We conducted experiments to check the performance of the joint bit allocation algorithm with nonlinear depth distortion. Encoding is done using 3DV-ATM reference software [1] and VSRS 3.0 [11] reference software is used for virtual synthesis. The test sequences used are Kendo, Balloons [4], and Breakdancer [17] with a frame rate of 30 frames/s. Kendo and Breakdancer sequences have 100 frames whereas Balloons sequence has 300 frames.

Table 1 BD-rate comparison
Fig. 4
figure 4

SSIM-based bit allocation with nonlinear depth distortion compared with linear distortion a Kendo sequence, b Balloons sequence, and c Breakdancer sequence

Experiments were conducted to evaluate SSIM-based bit allocation where nonlinear depth distortion is implemented in RDO. SSIM is computed between synthesized views and original views. For comparison, we utilized model-based algorithm of Yuan et al. [14] and Harshalatha and Biswas’s algorithm [6]. RD curves in Fig. 3 give a comparison between our proposed algorithm and bit allocation with model parameters. Bjontegaard distortion-rate (BD-rate) calculations are done and tabulated in Table 1.

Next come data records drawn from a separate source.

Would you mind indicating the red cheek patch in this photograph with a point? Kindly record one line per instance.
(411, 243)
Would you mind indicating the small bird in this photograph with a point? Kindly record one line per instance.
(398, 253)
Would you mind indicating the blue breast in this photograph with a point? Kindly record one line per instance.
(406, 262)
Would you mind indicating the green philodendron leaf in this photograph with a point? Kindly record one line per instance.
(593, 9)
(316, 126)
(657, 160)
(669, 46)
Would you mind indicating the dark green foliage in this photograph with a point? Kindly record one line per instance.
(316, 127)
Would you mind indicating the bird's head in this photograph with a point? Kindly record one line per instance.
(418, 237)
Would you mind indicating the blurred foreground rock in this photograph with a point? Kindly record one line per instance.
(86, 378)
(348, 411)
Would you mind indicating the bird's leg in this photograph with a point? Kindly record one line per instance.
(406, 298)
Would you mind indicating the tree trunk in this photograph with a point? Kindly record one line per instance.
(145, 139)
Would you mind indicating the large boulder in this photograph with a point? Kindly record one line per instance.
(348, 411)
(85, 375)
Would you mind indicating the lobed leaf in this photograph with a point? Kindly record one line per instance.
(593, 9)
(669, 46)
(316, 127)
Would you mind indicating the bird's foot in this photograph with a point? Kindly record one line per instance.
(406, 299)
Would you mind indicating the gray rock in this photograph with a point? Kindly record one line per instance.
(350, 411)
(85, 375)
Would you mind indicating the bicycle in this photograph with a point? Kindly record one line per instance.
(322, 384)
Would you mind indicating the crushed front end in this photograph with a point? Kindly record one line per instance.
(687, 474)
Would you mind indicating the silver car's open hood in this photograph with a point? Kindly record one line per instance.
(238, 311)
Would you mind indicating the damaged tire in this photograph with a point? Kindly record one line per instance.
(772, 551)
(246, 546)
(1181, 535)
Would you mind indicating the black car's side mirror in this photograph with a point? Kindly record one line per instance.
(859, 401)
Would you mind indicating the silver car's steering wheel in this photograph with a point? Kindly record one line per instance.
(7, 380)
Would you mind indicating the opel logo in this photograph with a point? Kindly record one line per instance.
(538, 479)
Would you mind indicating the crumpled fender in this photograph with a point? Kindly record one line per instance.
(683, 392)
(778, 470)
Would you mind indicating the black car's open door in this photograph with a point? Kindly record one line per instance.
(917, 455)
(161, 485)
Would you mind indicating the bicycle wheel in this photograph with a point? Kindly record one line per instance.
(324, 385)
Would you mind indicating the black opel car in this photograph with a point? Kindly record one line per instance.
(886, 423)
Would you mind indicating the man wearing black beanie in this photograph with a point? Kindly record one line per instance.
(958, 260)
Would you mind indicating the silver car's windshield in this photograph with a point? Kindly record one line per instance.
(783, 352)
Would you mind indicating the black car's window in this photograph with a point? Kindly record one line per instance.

Further, bit allocation algorithm with linear and nonlinear effect of depth distortion RDO is compared as in Fig. 4 and also using BD-rate (Table 1). Nonlinear effect of depth distortion considered in RDO gives more accurate bit allocation results.

7 Conclusions

Rate distortion optimization improves the efficiency of an encoder and we proposed depth map RDO for 3D video by considering nonlinear relation of depth map distortion with view synthesis distortion. To improve the visual quality of synthesized views, dSSIM is used as distortion metric. Bit allocation algorithm is verified by using nonlinear depth distortion RDO and gives better performance over linear depth distortion RDO.